One thing that struck me the most is no matter how chaotic the music gets, you can still dance to it. While their contemporaries such as the Pop Group or the Contortions were busy deconstructing James Brown funk patterns, Chrome’s energy and boogie came from Damon Edge’s volatile drumming and distorted bass patterns. Every rapid shift in the music is accompanied by equally erratic drumbeats, ranging in style from arena rock to free jazz. If there was a disco on Mars, Chrome would be the house band.
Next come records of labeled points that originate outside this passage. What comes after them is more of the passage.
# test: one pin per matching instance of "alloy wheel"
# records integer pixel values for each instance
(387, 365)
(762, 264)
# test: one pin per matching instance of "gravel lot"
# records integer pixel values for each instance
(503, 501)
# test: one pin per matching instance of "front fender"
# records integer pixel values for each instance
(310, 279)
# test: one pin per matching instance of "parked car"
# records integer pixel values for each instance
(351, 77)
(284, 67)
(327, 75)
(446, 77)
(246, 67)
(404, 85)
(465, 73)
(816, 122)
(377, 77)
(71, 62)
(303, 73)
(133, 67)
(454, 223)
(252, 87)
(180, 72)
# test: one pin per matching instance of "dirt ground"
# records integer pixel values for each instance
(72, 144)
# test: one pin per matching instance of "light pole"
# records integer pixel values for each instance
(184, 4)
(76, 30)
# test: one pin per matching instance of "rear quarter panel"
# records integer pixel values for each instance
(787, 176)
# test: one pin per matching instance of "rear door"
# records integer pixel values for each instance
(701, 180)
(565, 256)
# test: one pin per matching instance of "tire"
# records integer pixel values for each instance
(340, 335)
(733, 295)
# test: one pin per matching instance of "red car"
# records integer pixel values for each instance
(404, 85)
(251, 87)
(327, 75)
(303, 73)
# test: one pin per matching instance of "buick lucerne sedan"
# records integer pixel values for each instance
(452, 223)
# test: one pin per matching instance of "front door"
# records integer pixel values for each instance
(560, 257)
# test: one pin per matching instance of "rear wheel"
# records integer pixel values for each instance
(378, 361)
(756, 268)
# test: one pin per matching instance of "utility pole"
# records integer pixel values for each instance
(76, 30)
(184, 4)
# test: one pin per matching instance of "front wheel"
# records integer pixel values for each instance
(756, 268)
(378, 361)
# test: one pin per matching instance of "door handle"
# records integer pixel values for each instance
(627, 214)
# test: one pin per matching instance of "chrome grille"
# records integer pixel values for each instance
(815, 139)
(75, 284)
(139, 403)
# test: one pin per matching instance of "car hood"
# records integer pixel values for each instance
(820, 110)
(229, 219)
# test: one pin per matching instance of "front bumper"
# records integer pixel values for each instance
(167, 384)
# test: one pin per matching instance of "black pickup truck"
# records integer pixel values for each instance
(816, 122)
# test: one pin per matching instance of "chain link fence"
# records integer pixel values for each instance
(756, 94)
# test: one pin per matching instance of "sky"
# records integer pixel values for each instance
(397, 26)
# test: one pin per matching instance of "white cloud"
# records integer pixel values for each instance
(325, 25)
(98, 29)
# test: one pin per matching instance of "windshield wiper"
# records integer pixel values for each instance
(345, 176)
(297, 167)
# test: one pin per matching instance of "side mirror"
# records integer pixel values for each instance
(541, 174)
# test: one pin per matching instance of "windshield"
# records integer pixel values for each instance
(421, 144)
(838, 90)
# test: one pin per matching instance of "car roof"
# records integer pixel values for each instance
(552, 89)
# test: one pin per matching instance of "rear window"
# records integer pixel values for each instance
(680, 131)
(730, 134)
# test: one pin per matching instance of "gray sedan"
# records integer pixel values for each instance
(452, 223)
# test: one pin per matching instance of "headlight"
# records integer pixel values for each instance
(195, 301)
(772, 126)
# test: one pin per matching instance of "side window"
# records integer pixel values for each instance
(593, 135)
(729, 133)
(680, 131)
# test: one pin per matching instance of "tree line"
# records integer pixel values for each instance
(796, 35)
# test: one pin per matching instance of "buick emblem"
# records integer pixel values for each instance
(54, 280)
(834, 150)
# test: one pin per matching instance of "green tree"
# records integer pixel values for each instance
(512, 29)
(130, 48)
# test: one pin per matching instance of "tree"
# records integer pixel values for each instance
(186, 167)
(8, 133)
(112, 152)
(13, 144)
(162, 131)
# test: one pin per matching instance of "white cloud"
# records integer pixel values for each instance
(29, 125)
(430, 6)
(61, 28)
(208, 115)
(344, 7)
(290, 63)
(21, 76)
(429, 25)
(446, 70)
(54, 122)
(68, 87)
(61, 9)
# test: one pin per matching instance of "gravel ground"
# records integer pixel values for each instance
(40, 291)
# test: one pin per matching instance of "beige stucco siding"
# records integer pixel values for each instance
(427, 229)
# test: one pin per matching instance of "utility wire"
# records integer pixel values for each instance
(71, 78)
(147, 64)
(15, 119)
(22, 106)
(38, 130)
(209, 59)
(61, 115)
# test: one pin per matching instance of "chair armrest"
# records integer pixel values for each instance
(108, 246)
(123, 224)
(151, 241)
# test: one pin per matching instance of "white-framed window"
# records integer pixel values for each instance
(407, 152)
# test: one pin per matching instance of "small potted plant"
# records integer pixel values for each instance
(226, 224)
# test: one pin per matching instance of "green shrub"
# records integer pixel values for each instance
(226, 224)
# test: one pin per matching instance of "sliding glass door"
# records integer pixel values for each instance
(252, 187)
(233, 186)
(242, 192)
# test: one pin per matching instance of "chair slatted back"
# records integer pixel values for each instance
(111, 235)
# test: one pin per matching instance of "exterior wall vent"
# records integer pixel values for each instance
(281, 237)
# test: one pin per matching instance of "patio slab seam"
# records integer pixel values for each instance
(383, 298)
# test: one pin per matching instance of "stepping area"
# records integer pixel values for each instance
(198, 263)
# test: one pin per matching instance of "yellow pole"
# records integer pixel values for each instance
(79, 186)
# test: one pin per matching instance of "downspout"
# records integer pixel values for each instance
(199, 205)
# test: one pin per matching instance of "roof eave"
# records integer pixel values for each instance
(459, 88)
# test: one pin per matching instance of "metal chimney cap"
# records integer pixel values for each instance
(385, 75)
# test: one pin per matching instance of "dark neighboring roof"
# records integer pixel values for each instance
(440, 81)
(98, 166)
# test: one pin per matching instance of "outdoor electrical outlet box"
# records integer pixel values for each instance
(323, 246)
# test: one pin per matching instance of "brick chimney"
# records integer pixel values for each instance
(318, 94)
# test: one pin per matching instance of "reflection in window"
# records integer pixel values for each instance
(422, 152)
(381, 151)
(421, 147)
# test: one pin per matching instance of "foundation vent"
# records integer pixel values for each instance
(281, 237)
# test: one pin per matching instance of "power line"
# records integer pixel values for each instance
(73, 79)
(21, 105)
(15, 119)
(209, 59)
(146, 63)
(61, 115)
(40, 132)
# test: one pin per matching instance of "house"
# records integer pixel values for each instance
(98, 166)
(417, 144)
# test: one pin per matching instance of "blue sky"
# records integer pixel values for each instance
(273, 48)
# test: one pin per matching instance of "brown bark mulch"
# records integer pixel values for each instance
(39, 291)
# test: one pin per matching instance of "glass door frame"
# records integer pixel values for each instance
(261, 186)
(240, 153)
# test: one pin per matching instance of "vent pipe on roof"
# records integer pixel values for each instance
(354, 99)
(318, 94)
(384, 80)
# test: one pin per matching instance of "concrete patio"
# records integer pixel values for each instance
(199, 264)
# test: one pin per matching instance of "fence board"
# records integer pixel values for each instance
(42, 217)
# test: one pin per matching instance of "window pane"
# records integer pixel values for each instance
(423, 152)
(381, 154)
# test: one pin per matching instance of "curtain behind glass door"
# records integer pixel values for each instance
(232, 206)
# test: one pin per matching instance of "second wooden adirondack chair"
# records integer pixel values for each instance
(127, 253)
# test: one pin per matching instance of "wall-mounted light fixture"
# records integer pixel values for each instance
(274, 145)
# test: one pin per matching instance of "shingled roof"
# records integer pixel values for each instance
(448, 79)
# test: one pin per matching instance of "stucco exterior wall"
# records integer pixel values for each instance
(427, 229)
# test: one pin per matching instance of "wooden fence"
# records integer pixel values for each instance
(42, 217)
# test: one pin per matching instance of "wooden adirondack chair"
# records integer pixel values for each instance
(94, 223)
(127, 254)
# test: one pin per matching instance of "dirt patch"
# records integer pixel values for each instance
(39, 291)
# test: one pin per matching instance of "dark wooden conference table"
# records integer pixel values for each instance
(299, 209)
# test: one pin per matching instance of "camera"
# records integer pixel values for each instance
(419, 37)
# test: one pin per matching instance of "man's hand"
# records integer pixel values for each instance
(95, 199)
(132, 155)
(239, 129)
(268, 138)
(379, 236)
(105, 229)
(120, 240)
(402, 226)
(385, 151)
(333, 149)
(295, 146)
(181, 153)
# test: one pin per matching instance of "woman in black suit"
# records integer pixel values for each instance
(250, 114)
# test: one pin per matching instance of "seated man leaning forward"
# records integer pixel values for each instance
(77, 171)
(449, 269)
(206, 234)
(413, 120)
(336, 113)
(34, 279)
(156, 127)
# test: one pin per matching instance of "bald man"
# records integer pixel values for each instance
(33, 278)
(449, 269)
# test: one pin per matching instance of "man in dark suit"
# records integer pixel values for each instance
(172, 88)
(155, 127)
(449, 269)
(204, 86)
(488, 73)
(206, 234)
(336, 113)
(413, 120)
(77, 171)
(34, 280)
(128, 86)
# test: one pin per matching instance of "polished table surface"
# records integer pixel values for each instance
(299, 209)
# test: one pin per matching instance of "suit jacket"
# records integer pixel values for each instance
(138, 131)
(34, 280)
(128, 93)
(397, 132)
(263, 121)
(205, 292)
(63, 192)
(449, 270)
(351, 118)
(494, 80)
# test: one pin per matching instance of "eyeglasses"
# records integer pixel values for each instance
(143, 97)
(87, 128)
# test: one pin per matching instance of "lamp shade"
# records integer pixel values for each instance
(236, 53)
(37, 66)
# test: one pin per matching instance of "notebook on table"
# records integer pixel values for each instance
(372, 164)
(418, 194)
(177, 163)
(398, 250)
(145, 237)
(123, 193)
The opening song, TV as Eyes sets the stage perfectly for the musical madness that is about to take place. The track starts off with about fifteen seconds of tape manipulations and other unidentifiable ugly sounds before launching into a Stooges-esque riff. This construction-deconstruction mentality is another reoccurring theme. Songs such as Abstract Nympho will start as unintelligible noise, morph into a hard rocking punk song, and seemingly devolve back into noise by the end of the song.

An underrated player, Helios Creed’s guitar chops resemble mean Hendrix lead lines augmented by a wall of distortion, sometimes hiding behind the furious racket. Never is this better exemplified than on the track Zero Time where Creed wails over top of Edge’s vocals and other strange effects. After thirty-eight minutes of Edge’s vocals, I understand maybe five seconds of what he is saying and I wouldn’t want it any other way.

But no matter how spacey the music gets, the album is still, at its heart, a punk masterpiece. The energy that these guys play with is excessive, separating themselves from the endless array of Hawkwind copycats. The riffs might go hard, but the most punk aspect of the album is the mentality. When punk hit it big in 1977, the public consensus was that non-musicians were suddenly forming bands with no respect for the past. Chrome weren’t like that. Instead, they took the ferocious energy found in punk, added the acid rock guitar heroics from their hometown of San Francisco (minus the twenty-minute guitar solo), sprinkled in some industrial music, and created a left-field masterpiece. Gibby Haynes and Paul Leary should be paying these guys royalties.